Friday, July 3, 2020

Frank Dunn Williams: Pioneer Railroad Man

1853 - 1922




      Frank Dunn Williams was born in Dodgeville, Wisconsin, on May 6, 1853, the eldest child of Josiah Williams and Ellen Shand. He had 5 siblings: Mary Jane (1858), George Burrell (1859), David C. (1862), Margaret (1870) and Nellie (1876). Nellie appears to have died as a child and David never married.

      When he was a very small boy, his family moved to a farm 12 miles from Dodgeville. At the age of 19, he left the farm to go railroading and devoted the rest of his life to railroads, both steam and electric. Frank was fascinated with railroads, building new lines, extending old lines and replacing temporary construction work with permanent structures.

      In 1880, Frank married Lillian McConnell at Madison, Wisconsin. In that same year, he is listed as working as a carpenter. In 1881, he was raised to the degree of Master Mason in the Madison Lodge. Frank and Lillian had 2 children together, Nellie Reed (1885) and George Allen (1887). George was born in Olney, Illinois, almost 300 miles south of Waukegan and Nellie was probably born in Waukegan.
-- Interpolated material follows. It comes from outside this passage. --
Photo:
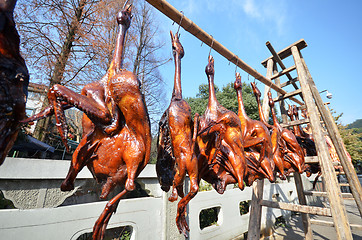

      In 1889, Frank and Lillian came to Waukegan, where Frank built railroad sidings and yards for the Washburne and Moen company, later absorbed by the American (US) Steel and Wire Company. For almost 20 years, he was employed by the North Shore electric line. He served with the crew which built the new line from North Chicago to Milwaukee and was later made road master in charge of the line from Waukegan to Evanston. In 1919, a strike at the US Steel and Wire Company, led to a call for intervention from the state militia. This could likely have impacted either Frank or his son George.
   
      In 1895, Frank's brother David came to live with Frank and was a wire worker. But David was a rolling stone and by 1900, he was living with his cousin in Deer Creek, Nebraska, where he died 2 years later at age 39. In August 1901, Frank purchased a lot in the subdivision known as Waukegan Highlands, in North Chicago Village, from The American Steel and Wire Company. By 1907, he owned the lot free of a mortgage. By 1910, he was living at 553 Ash Street, later renumbered to 728 Ash Street, where Dad lived as a boy. In the 1920 census, Frank and Lillian still lived on Ash Street. Nellie was living with them and teaching in a public school. Their son George was living there with his wife Anna and was a laborer for American Steel and Wire Company. In addition, adopted daughter Margaret, age 12, was living with them. Margaret was a student of Nellie's who was quite poor.

      Frank Williams died on November 25, 1922, age 69, in Waukegan, of heart disease (listed as myocarditis). Funeral services, led by a Methodist minister, were held at the home, with Masons from Lodge #78 participating. Frank is buried in North Shore Garden of Memories in North Chicago.